Mit Pauken und Trompeten

02. Februar 2018, 20:32 Uhr
Mit Urkunde und Blumen (v. l.): Jürgen Seitz, Barbara Unger, Adelheid Müller, Rüdiger Twardy und Bürgermeister Norbert Syguda. (Foto: pv)

Mit Pauken und Trompeten begrüßte der Fanfahren- und Spielmannszug die zum Neujahrsempfang zahlreich erschienenen Gäste. Bürgermeister Norbert Syguda und der Vorsitzende der Gemeindevertretung Jürgen Seitz begrüßten die Gäste persönlich am Eingang des Gemeinschaftshauses in der Waldsiedlung mit Handschlag. Das ist ein seit Jahren schöner Brauch.

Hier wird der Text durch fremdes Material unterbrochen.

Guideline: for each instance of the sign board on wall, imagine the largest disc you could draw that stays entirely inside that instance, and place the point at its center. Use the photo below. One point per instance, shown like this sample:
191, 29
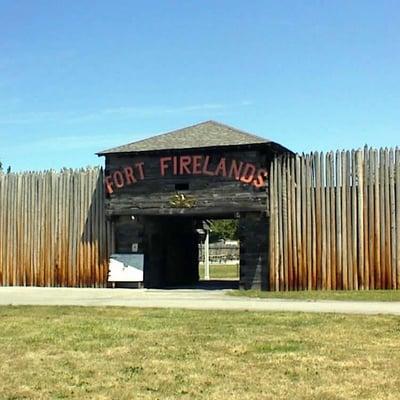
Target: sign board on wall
126, 268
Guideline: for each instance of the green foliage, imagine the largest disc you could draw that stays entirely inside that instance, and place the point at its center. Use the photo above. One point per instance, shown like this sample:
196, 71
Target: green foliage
224, 229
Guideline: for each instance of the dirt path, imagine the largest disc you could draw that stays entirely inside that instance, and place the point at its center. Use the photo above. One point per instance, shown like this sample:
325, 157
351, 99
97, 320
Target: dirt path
183, 298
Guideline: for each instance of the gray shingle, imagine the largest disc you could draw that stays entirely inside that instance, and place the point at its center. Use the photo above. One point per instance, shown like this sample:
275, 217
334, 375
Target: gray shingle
205, 134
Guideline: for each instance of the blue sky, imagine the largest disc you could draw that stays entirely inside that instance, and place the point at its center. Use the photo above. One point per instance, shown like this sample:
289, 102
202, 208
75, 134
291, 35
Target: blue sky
77, 77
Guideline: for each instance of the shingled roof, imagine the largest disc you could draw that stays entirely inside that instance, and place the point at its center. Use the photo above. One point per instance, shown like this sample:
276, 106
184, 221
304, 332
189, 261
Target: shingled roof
205, 134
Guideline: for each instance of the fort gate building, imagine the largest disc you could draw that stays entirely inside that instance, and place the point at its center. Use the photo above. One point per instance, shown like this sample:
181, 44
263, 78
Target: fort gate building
160, 190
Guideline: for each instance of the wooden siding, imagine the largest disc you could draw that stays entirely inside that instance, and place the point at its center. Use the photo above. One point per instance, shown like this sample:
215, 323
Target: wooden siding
213, 195
53, 229
335, 221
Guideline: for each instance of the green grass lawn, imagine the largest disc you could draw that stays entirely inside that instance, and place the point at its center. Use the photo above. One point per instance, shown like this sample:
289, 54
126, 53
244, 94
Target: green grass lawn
362, 295
126, 353
221, 271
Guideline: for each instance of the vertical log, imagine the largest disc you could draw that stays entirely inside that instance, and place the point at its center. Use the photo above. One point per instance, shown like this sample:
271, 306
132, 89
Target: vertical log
339, 221
361, 219
392, 243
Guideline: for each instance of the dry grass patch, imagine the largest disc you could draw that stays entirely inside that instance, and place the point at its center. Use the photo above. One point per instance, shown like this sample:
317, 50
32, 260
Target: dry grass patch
124, 353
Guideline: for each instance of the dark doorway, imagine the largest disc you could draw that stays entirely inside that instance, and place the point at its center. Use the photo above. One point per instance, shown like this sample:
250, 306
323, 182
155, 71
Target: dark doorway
171, 255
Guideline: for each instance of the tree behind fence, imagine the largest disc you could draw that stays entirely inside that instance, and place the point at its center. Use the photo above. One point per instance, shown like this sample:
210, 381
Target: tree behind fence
53, 229
335, 221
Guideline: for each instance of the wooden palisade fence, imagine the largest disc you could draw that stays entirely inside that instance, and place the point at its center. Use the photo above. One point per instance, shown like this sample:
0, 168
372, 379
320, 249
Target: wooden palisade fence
335, 221
53, 229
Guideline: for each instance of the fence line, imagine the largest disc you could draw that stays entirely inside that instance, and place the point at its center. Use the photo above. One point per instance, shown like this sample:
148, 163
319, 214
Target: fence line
53, 229
335, 221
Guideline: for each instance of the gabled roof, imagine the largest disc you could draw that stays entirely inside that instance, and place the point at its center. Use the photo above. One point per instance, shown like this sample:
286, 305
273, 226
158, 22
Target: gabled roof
205, 134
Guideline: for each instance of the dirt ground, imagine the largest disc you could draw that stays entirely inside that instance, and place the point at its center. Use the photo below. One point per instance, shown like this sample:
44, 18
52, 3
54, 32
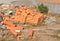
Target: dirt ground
42, 33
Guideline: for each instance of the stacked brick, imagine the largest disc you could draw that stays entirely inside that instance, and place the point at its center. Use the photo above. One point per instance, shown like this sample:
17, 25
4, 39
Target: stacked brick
26, 15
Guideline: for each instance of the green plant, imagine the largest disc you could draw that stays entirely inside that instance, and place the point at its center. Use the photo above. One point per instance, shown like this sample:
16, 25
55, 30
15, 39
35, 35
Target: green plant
42, 8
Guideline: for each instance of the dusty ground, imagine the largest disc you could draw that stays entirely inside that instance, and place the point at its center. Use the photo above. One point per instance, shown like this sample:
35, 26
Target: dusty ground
42, 33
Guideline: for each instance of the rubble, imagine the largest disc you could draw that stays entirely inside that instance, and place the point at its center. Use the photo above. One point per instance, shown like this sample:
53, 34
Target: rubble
50, 20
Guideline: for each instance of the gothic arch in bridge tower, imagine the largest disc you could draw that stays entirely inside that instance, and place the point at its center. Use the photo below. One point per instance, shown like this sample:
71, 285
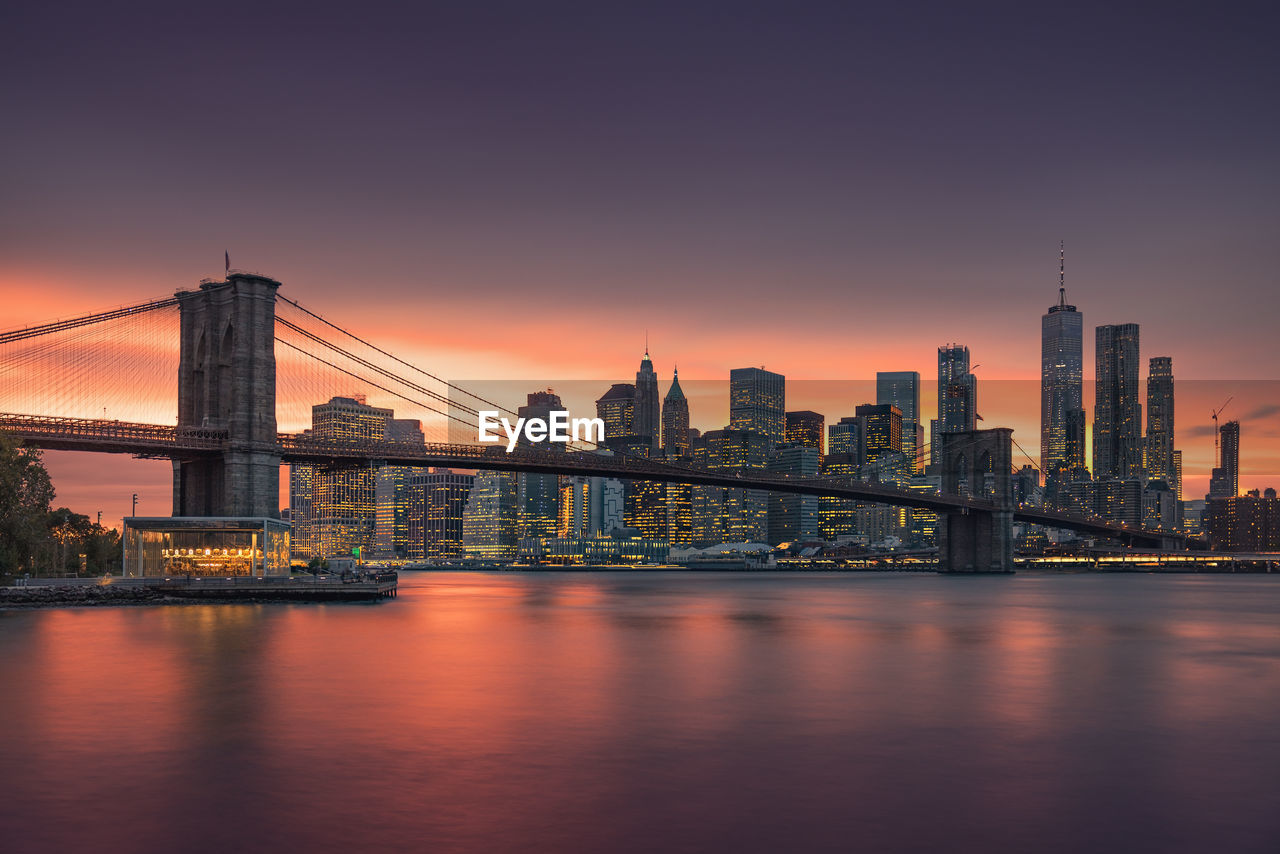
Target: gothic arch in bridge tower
979, 464
227, 382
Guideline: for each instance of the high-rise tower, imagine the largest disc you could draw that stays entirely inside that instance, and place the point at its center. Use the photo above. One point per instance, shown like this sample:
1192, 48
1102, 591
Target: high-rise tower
1160, 421
757, 402
1118, 411
903, 389
958, 391
647, 415
1061, 382
675, 419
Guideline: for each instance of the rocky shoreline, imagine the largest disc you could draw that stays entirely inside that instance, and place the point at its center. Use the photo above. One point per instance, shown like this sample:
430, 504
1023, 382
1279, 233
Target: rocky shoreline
82, 594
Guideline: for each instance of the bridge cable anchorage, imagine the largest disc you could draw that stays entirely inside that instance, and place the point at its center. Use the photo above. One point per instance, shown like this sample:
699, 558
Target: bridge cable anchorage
59, 325
393, 357
425, 406
365, 362
112, 364
392, 375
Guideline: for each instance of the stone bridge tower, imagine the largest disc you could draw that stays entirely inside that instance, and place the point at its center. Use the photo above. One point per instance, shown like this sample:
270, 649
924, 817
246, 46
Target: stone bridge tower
978, 464
227, 382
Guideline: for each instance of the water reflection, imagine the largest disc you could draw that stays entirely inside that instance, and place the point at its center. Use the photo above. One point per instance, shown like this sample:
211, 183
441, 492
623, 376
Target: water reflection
652, 712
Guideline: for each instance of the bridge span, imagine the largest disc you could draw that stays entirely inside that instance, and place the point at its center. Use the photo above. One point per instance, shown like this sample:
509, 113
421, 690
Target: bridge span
155, 441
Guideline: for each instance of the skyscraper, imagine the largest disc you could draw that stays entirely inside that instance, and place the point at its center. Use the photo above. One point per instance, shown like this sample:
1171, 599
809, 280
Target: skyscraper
1118, 411
675, 419
757, 402
538, 494
792, 517
1225, 480
805, 428
336, 506
393, 493
647, 415
882, 428
845, 437
958, 391
1061, 383
440, 498
617, 409
903, 389
490, 516
1160, 421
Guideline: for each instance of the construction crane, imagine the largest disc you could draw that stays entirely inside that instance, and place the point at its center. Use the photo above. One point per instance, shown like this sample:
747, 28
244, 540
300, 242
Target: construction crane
1214, 415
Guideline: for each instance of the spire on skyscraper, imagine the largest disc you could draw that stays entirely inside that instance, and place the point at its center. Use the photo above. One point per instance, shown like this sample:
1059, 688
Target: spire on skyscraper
675, 392
1061, 274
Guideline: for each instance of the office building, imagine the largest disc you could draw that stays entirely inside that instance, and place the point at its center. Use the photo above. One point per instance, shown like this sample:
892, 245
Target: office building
647, 416
1160, 462
757, 402
958, 391
792, 517
805, 428
675, 419
435, 524
490, 517
617, 409
538, 494
1061, 386
845, 437
1243, 523
903, 389
1225, 479
334, 508
1118, 446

Der von den Mitarbeitern der Gemeinde festlich geschmückter Raum bot die perfekte Kulisse für einen schönen Empfang. Viele Vertreter der örtlichen Vereine, gemeindlichen Gremien, der Feuerwehren und Geschäftsleute nahmen die Gelegenheit war sich in zwangloser Atmosphäre zu unterhalten, Neuigkeiten auszutauschen und Kontakte zu pflegen. Nach der Begrüßung durch Jürgen Seitz und seinem Wunsch, die anstehenden Herausforderungen im neuen Jahr gemeinsam zu bewältigen, übergab er das Wort an Bürgermeister Syguda. Natürlich nahm der Rückblick auf das große Fest zum 1250-jährigen Bestehen der Gemeinde Altenstadt wie auch die schöne Feier zum 750-jährigen Jubiläum des Ortsteils Oberau ihren Platz im Rückblick ein.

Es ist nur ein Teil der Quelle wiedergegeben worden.